Als Dr. Robert Lang (TOM HIDDLESTON) eine Wohnung im 25. Stock, also im Mittel-Bereich, bezieht, herrscht noch allgemeine häusliche Gelassenheit. Der geschiedene wohlhabende Arzt hofft hier auf Ruhe und Anonymität. Doch schon bald befindet auch er sich mitten drin in einem kollektiven Strudel aus offenem Streit und wütender Auflehnung, was zu einer fortschreitenden allgemeinen Enthemmung führt. Die schlechten Lebensbedingungen „unten“ spitzen sich zu. Kein Strom, nur noch Nahrungsreste, Attacken auf den Fluren: Anarchie und Brutalität sind annonciert. Zwischendurch: Hundefutter und Rotwein. Während „oben“ Orgien gefeiert werden, arten die „Etagen-Partys“ unten in offene Rebellion aus. Mit zunehmenden Fights. Motto: Triebe und Hiebe. Die Bewohner, besser: Insassen, werden zunehmend „defekter“. Ziehen und zielen in Richtung Festung Loft. Während sich Dr. Robert Lang mehr und mehr in „Verhältnisse“ und „Maßnahmen“ mit Nachbarn verstrickt. TOM HIDDLESTON, gerade in der TV-Serie „Der Nachtmanager“ nach John Le Carré überragend, wirkt in seinem intellektuellen Anzug-Part „zu theoretisch“. Müsste sich körperbetonter erklären. Um „aufzufallen“. Wie überhaupt insgesamt hier: Die Apokalypse wird in trockener Zeitlupe serviert.
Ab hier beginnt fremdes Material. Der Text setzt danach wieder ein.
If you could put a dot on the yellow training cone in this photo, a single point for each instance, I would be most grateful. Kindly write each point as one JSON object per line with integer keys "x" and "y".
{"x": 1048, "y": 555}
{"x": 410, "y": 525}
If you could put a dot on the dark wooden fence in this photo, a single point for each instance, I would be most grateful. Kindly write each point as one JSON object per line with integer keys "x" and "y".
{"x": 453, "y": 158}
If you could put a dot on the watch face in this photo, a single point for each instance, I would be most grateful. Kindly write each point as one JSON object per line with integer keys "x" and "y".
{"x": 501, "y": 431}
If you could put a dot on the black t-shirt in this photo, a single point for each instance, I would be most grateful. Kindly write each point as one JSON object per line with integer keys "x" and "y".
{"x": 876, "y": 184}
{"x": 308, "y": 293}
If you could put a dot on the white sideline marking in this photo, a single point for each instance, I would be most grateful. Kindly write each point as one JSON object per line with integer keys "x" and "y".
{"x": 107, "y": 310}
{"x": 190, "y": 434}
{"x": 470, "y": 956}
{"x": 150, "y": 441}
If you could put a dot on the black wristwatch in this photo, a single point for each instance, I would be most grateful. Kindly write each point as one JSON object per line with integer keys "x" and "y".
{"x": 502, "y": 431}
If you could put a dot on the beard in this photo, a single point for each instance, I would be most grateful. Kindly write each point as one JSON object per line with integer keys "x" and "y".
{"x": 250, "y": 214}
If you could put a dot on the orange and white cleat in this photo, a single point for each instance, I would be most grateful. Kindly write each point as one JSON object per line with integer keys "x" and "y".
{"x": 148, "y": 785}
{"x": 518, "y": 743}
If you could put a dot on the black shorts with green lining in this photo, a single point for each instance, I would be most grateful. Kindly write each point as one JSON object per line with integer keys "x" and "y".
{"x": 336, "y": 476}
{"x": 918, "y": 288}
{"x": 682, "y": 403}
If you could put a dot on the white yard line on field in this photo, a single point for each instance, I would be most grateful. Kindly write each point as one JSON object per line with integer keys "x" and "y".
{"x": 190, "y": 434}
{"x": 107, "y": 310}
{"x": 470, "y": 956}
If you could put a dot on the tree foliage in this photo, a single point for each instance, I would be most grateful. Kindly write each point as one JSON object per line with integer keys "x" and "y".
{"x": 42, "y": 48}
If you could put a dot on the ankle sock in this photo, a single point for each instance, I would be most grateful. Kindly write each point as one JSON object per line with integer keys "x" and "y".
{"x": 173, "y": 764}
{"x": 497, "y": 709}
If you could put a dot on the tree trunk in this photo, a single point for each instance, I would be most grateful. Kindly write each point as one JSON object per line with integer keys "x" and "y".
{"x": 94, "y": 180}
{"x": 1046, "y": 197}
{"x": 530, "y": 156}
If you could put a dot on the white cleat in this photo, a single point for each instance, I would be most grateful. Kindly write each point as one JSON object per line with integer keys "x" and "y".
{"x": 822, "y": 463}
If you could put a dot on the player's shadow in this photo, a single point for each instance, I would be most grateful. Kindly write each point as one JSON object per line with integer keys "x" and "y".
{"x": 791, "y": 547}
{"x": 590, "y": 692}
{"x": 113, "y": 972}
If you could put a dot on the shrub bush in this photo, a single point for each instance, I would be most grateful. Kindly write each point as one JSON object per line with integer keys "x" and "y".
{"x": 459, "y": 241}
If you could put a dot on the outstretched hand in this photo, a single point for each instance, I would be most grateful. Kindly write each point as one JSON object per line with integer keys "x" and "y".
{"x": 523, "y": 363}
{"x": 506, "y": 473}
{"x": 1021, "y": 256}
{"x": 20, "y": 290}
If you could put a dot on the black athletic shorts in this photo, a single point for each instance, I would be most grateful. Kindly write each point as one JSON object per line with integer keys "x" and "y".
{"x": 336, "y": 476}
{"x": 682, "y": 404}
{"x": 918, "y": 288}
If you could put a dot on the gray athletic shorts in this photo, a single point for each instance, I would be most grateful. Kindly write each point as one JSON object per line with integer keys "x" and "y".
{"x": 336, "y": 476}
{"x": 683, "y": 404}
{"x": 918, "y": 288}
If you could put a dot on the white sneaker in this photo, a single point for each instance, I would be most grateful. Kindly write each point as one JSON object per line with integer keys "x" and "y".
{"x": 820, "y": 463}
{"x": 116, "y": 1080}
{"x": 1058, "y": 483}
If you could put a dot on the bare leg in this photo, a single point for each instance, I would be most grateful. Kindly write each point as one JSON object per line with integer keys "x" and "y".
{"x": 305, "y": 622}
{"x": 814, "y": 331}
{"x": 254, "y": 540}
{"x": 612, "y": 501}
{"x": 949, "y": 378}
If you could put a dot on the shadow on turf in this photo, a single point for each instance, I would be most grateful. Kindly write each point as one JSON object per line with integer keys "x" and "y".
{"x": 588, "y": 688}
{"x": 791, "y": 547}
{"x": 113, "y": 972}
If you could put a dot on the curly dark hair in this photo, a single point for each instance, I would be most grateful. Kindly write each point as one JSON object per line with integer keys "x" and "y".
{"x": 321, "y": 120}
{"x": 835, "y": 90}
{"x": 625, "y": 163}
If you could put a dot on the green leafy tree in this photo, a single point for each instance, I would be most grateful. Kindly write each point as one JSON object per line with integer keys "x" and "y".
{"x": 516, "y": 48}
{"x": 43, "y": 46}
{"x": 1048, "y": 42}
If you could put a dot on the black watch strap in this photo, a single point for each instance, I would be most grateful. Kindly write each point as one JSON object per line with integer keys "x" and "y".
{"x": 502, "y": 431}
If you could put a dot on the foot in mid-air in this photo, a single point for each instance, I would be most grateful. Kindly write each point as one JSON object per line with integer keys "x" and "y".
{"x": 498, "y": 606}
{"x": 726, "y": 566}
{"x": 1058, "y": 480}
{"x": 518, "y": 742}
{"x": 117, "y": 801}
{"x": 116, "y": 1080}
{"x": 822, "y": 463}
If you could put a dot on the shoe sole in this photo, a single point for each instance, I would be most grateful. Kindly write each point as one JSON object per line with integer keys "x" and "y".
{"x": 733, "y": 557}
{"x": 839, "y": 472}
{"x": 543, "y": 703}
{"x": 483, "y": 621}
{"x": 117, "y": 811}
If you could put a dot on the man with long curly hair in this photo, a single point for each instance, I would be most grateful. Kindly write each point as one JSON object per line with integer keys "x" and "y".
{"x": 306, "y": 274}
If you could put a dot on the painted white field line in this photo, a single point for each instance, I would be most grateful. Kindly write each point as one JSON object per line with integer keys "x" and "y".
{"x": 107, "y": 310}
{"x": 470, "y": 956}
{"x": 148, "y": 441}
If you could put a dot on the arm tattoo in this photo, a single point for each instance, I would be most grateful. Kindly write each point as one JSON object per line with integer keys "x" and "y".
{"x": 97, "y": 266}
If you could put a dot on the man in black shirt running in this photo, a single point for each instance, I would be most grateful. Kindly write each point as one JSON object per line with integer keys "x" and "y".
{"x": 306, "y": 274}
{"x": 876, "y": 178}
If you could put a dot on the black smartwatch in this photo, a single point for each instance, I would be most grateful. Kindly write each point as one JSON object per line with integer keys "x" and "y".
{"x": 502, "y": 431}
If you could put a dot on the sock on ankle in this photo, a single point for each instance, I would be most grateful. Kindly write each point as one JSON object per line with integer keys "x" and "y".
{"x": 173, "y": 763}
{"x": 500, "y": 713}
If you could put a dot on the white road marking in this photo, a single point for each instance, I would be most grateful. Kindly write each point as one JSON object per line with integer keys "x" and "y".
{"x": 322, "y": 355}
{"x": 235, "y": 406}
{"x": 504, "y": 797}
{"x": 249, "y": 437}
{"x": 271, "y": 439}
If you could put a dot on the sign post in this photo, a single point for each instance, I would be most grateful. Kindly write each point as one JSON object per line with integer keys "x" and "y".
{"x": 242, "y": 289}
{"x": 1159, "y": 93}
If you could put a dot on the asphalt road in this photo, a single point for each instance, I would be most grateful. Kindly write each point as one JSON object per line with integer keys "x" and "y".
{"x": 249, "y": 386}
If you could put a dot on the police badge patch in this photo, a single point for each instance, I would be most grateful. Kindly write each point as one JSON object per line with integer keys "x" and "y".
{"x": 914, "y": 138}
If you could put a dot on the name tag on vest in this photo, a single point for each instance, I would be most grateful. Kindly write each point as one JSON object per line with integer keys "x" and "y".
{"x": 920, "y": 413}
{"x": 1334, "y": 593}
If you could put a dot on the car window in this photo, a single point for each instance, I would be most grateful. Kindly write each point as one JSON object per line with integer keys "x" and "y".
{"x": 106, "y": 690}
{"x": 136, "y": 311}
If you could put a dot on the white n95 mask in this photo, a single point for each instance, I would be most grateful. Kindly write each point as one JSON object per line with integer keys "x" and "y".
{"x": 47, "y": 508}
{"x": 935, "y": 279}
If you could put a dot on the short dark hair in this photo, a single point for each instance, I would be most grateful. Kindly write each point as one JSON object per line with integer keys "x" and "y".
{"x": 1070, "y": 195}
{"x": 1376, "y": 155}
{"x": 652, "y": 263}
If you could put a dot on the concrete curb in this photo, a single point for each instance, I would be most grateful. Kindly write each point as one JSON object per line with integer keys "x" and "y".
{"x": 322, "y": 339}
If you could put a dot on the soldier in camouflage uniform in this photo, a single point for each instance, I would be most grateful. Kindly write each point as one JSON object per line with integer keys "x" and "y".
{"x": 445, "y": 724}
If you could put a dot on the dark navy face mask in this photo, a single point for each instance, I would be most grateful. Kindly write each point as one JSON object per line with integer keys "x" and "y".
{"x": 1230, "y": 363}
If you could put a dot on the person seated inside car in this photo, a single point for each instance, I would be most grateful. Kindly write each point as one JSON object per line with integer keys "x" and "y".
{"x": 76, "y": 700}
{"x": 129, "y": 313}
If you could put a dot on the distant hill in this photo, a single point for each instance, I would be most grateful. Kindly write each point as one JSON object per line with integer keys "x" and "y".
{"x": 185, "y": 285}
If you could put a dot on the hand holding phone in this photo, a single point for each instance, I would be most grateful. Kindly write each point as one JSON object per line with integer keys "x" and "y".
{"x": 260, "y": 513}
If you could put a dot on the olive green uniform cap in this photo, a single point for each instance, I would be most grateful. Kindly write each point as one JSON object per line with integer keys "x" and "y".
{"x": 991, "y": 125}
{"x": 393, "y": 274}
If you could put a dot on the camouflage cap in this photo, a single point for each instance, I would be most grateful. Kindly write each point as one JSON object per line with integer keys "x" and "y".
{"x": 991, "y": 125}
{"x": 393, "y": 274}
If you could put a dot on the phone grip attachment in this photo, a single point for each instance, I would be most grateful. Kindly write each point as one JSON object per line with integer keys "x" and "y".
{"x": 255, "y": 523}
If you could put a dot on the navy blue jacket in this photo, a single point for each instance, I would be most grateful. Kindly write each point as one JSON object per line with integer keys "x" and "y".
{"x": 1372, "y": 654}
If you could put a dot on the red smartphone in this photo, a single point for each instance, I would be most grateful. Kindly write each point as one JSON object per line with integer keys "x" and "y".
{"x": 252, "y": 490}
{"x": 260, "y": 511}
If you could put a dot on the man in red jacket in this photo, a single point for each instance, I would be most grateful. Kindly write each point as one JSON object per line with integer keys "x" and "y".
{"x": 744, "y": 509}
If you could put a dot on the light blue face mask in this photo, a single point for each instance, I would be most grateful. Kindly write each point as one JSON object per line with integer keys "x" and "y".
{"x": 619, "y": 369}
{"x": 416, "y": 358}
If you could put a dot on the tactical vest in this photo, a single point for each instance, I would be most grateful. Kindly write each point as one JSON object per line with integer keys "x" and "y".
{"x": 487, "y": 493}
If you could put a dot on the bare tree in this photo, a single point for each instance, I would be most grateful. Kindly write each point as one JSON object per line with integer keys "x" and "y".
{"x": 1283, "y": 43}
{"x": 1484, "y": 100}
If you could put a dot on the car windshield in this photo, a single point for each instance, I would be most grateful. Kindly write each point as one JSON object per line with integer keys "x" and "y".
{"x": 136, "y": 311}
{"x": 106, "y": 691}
Fazit: Eine ganze Fuck-Gesellschaft unter Beobachtung: Wer und was fällt einem alles ein: George Orwell mit seiner Überwachungswelt („1984“); der Zynismus aus Kubricks „Uhrwerk Orange“; von wegen: diese klaustrophobische Paranoia-hier; die Selbstgeißelung von allein gelassenen Menschen. Das Versagen des selbsternannten Oberhaupts, des Denkers und Lenkers im Epi-Zentrum Penthouse. Viele Gedanken, mit mächtigem Düster-Thrill ausgestattet, von einer Klasse-Suggestiv-Musik kommentierend begleitet, aber auch – mit vielem Stillstand. Wir haben’s ja längst kapiert, möchte man Regisseur Bean Wheatley („Sightseers/2011) des Öfteren in der Mitte zurufen, wenn sein Film anhält, sich in Wiederholungen ergießt, sich nicht vom – physischen wie psychischen – Fleck bewegt. Sich in surreale Motive verbeißt. Am Schluss hören wir Margaret Thatcher original, die 1975, im Jahr der Roman-Veröffentlichung, bekanntlich Vorsitzende der Konservativen Partei Großbritanniens wurde. Und fortan die neoliberale Dekadenz hoffähig machte. Als politisches Ausrufungszeichen: Verstehe.
„High-Rise“ spielt zu sehr Kopf-Nuss. Mehr wirkliche Denk-Härte mit Real-Geschmack und eine deftigere Angst-Anspannung wären wirkungsvoller. Ein Thriller ohne wirklichen Sog (= 3 PÖNIs).